After Anderson swallowed the radioactive pills in the hospital, she began to radiate. She had to leave through the back door so she wouldn’t have contact with other patients.

“I was warm to the touch, the car even got warm when I got in it,” Anderson said. “I was radiating that small of an area in that small amount of time.”

She went into isolation for an entire week. Luckily, she and her husband had an extra room in their house, so she could stay at home. While Jason attended to every detail, ensuring she had everything she needed, Anderson still remembers it being like “some weird jail.”

Jason would leave a plate at her door and then go back downstairs so Anderson could open the door to get the food.

“My husband was so sweet,” she said. “He’d always sit in the hallway and talk to me through the door.”

Anderson could only use plastic silverware, had to flush three times after using the restroom and throw away nearly everything she used.

“Whatever I touched was radiated,” she said.

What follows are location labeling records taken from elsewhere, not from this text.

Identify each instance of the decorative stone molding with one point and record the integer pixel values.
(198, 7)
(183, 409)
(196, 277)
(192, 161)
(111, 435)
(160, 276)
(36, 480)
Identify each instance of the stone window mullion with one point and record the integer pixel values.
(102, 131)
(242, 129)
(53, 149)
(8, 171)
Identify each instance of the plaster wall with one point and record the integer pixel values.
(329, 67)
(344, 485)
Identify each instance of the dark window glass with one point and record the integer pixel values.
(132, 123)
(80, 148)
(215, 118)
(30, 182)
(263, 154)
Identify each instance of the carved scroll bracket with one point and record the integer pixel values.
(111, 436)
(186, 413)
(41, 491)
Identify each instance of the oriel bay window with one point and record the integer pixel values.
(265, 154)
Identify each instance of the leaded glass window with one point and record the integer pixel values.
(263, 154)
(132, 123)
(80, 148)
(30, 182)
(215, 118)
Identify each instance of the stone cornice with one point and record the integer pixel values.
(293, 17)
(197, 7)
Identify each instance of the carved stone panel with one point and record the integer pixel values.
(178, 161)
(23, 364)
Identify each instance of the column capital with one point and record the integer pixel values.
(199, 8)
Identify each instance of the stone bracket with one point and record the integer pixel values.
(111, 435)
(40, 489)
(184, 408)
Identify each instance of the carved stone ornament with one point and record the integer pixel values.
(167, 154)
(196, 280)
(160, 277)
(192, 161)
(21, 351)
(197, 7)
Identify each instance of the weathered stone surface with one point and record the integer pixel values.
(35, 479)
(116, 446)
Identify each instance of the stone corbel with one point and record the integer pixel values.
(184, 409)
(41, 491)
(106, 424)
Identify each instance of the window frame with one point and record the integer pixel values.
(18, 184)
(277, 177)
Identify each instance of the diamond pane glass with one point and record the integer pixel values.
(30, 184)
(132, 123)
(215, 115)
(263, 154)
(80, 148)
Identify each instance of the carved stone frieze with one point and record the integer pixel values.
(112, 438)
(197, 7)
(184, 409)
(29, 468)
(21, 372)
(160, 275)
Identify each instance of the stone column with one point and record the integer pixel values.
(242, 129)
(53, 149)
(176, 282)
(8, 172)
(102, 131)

While in isolation, Anderson had ice around her neck 24 hours a day to reduce swelling and maintain her breathing. She had to drink gallons of water to flush her system.

“Every hour, I had to go to the restroom, because if the radiation sat in my organs for too long, it would burn through them,” Anderson said. “I didn’t get a lot of sleep.”

“It’s funny because you don’t have enough energy to lift your arm up, let alone walk across the room,” she said. “You feel lethargic, even blinking feels like it takes too much effort. You don’t want to move. Everything just exhausts you.”

From the very start, Anderson was determined to rise above the challenge. “If I felt like I couldn’t do it, I made myself,” she said.

Anderson’s mother remembers sitting in the hallway talking to her daughter. “She was always making jokes,” Marcia said. “When she was the sickest, she was the strongest.”

It has been just more than three years since Anderson was first diagnosed, and now she is in the clear.

“I beat it within two years,” Anderson said, smiling. “That’s pretty invaluable.”

Ask Anderson how she did it, and she will give you two simple answers: Cancer research and her attitude.

“I think recovery is 80 percent attitude,” she said. “Whenever I felt sick, I made myself get up and do something.”

“She refused to admit she was weak,” her mother said. “She got up each day and set her alarm, and made herself stay busy. She was always bubbly and happy.”

Anderson credits the cancer experience to “waking her up.” One night while Anderson was staying at the hospital, she woke up at 3 a.m., to see her husband sleeping uncomfortably on a chair next to her.

“I realized I wanted to spend more time with him,” she said. “I wanted to come home to him.”

Anderson and her husband moved to Eagle in October 2004.

“I always wanted to live in Colorado, so I thought, you know, ‘You only live once,'” she said.

Within three days, the Anderson and her husband had each found jobs and a house in Eagle. “We love it,” Anderson said. “It’s a change from Nebraska, but a good one.”

Anderson continued: “I look at life so differently. Now, I look at what I can get done in life.”

Anderson thanks cancer research for much of her recovery. She joined forces with the American Cancer Society to put together their annual Relay for Life in Eagle.

“If we didn’t have continued cancer research, there is no way I would have been able to beat this,” she said.